A high piping sounded and the mechas pumped their jets and headed at me like arcs of blurred silver. They left a gap I could turn and slide through. I hit my jets, but this wasn’t a sim. Nothing happened. 

I screamed “Jets!” and heard through the ringing impact of a mecha elbow colliding with my left shoulder a “Calibrating.” 

Trying to move just left me standing on one leg and easy to knock off balance, which they did, but it took three of them. I tried to get off a last second pass, but the arms had different ideas and instead bent the stick, letting the ball drop to the ground.

I dropped too, spinning to land face down. I was thrown forward against my straps with nothing to see but perma-turf pressed against the canopy. I wondered if I was going to have bruises to show off tomorrow. The mecha shuddered with a hit, and another hit. I could feel the arms had come up over the back of my head. I was still holding the stick and it was taking some of the punishment.

“Interstellar,” yelled Risto in a long cry, “object-doosh!”.

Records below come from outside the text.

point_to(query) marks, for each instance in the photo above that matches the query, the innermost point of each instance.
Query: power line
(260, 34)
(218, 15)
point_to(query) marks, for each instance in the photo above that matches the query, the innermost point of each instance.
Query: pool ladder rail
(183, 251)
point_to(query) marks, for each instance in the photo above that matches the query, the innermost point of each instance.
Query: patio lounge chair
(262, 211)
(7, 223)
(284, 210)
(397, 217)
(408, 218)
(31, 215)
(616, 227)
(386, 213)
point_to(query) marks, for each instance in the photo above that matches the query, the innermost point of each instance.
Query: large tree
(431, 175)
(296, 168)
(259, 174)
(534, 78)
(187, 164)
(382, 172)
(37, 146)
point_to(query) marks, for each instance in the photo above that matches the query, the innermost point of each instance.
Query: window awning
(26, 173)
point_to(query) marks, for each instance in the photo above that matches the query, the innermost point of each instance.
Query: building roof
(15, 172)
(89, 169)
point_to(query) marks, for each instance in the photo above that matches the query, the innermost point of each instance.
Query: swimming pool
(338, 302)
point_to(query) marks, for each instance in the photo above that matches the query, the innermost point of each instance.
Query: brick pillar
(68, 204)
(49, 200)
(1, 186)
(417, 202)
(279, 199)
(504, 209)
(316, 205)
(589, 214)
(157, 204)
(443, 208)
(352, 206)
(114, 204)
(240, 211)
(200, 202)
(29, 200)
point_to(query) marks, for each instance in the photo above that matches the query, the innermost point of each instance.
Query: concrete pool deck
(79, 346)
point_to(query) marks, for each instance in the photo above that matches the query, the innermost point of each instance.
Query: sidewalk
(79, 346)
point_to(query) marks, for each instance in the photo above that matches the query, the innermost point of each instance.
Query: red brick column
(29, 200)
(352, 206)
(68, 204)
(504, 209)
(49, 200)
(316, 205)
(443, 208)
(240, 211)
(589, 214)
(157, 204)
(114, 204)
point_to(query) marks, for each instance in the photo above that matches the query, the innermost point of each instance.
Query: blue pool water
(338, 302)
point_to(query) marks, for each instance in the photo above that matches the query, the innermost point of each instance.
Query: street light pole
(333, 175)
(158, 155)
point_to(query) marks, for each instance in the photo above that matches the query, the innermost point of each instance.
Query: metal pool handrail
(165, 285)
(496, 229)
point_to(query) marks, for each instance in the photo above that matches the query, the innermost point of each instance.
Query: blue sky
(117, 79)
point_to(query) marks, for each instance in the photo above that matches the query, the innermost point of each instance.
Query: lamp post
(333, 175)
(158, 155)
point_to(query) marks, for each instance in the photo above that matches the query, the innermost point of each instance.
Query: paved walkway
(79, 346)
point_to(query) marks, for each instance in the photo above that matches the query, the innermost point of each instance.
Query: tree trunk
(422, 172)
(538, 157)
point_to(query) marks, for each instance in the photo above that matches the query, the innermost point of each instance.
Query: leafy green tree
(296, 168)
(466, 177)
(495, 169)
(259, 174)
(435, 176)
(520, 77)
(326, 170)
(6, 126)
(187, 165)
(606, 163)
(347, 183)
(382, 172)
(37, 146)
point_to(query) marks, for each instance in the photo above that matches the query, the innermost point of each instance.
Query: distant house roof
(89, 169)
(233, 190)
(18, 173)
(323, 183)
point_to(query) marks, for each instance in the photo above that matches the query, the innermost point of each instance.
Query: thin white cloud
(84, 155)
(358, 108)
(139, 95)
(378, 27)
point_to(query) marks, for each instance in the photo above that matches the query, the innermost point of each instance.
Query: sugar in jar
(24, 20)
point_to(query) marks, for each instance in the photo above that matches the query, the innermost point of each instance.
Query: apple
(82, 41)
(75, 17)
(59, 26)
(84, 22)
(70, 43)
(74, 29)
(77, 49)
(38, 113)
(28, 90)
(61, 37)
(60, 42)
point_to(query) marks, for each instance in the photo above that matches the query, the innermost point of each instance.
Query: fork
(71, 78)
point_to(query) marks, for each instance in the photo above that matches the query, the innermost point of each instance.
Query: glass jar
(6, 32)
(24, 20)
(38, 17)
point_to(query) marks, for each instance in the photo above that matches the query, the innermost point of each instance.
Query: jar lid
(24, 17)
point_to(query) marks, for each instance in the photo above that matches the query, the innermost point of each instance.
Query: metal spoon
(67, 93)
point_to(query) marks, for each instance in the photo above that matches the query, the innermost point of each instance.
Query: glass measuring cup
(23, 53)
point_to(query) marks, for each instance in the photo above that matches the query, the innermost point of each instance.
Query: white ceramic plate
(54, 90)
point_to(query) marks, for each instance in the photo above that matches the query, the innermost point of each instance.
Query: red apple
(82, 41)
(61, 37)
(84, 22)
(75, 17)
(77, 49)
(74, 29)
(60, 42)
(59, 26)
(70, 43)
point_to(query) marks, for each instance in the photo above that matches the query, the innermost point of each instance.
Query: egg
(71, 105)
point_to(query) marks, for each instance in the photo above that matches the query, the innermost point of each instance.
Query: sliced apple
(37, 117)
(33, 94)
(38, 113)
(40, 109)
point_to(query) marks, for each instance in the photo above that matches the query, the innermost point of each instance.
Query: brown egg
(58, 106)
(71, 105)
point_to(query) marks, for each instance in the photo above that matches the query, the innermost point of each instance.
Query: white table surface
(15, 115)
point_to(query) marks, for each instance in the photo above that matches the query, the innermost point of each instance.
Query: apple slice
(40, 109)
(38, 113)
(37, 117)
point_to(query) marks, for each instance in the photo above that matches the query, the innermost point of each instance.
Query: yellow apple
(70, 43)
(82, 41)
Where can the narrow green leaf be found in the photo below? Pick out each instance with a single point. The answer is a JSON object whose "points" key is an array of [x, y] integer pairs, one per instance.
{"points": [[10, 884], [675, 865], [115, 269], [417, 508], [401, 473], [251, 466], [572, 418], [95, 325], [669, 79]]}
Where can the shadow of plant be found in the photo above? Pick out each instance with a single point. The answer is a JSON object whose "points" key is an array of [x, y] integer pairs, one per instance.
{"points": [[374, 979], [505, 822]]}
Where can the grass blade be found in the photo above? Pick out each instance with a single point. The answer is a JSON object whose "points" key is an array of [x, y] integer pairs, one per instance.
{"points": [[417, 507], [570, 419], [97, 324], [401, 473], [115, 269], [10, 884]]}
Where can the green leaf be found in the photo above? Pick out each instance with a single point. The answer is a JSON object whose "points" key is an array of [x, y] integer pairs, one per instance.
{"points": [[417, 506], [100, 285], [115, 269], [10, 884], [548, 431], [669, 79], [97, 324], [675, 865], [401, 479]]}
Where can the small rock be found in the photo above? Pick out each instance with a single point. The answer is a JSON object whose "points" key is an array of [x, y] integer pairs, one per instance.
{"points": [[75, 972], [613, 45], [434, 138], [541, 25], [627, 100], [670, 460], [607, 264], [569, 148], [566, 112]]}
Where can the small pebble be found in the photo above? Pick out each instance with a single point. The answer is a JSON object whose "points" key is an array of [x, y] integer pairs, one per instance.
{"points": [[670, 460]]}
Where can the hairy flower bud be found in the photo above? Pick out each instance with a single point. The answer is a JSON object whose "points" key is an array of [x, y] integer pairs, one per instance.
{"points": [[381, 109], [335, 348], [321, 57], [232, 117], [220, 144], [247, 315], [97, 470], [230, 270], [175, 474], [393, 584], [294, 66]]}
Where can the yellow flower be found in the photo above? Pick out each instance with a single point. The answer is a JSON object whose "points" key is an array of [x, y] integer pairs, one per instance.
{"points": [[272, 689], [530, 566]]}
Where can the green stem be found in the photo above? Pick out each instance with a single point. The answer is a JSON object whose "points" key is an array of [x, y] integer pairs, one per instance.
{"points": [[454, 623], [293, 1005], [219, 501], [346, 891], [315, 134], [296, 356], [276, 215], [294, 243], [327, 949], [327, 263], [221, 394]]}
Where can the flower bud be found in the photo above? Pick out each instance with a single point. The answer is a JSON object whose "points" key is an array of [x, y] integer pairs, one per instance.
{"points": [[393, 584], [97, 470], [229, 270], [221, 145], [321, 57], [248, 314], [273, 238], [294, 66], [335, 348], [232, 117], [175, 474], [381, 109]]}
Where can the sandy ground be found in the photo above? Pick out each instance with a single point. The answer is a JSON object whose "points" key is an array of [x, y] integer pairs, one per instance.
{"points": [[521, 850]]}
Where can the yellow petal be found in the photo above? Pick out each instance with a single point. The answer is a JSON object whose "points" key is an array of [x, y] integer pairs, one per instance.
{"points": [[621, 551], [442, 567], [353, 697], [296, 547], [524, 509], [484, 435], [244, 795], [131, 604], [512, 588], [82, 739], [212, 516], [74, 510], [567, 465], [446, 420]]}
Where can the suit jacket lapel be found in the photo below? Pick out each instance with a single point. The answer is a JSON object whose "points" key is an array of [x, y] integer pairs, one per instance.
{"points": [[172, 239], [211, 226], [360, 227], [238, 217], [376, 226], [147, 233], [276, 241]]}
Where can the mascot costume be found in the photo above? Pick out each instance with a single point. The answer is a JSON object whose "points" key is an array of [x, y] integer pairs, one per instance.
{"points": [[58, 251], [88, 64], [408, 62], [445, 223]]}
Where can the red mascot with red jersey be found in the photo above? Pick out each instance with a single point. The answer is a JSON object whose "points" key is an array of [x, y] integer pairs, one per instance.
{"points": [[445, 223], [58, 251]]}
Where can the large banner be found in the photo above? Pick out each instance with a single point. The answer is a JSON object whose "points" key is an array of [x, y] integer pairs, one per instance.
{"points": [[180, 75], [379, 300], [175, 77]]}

I was hit so hard the stick was knocked from the mecha’s hands, and we both bounced and slid forward. He must have got a jet throw. That’s when other mechas grab and throw you higher as you jet up, so you fly above and beyond the height restrictions. It’s more of a dancer’s move, since it’s illegal during mechrosse games. So he got some altitude and then he fell down right on top of me. A classic sky-drop. And he stayed on me. He was banging on the back of my head. The basic c-o-o cretin was trying to pop my cockpit during a try-out.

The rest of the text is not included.